# ABT TT-Limited II



## kanapa_dh (Dec 23, 2016)

Hello All (again),

here is my little story about rebuild ABT TT-Limited II (in this moment i need to thanks to few great guys from Polish ClubTT and from TTforum.co.uk, they live in GB and in Ireland, for help with looking for parts for my car).

For begining i need to explain im from Poland and i live here, so please be patient and im apologaize for my English. I hope you all understand me 

Ok, so lets start.

I was look for TT 8n 225 Q in good condition for about 2-2,5 years, in one day i found it and the funniest thing was this car i buyed from my wife uncle (he was first owner in Germany, he moved from Germany to Poland after he closed his company).
There was few important things, one day he hit a dear and he totaly destroy front ABT bumper and right headLight (this is why i asking here in 2016 for any help to find ORI ABT parts, Mr.Qaud and John thank You for help  ). He sold
me this car without wheels, i dont know then how hard will be to find ABT SP01 or SP00.
At those day car was looking like this.




Important thing, airbag dosnt blow after hiting dear  i was luck.

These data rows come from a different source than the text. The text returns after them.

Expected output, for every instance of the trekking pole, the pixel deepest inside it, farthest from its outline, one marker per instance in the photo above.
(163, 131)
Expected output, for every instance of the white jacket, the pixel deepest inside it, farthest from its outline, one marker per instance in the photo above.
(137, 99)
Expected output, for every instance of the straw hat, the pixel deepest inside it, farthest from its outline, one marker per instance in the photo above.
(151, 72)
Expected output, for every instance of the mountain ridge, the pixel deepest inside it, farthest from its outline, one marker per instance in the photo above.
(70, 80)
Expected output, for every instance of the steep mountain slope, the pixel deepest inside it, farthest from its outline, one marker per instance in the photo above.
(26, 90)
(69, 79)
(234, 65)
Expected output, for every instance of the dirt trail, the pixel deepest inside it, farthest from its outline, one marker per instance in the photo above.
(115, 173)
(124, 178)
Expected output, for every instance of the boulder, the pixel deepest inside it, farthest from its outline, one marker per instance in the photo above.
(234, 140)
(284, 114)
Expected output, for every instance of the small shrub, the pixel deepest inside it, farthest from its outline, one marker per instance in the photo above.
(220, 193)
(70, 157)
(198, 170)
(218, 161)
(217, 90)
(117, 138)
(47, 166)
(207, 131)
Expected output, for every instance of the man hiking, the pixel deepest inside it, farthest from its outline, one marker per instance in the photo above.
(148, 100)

First thing was do everything with mechanical problems and then all cosmetics things... however if sometings apeared on aftermarket i was always try to buy it (in UK,IR,Germany,Poland and USA).

Few months later i found alloys ABT SP00 and we will renovate them.

Here is photo after renovation


and later front ABT Grill (new one, i dont know how guys in Germany had it still in ORI box)




i can say only i have a lot of luck 
That was ending of 2017.

In 2018 i exchange a lot of mechanical things for instance new turbo k04(new one from dealer and then i send it to make Hybrid turbo with parts from K64),whole engine hes inspection, new manifold, new cat, IC, new calipers and hoses, discs brakes and lot lot more.
I want to restore original 265hp from ABT.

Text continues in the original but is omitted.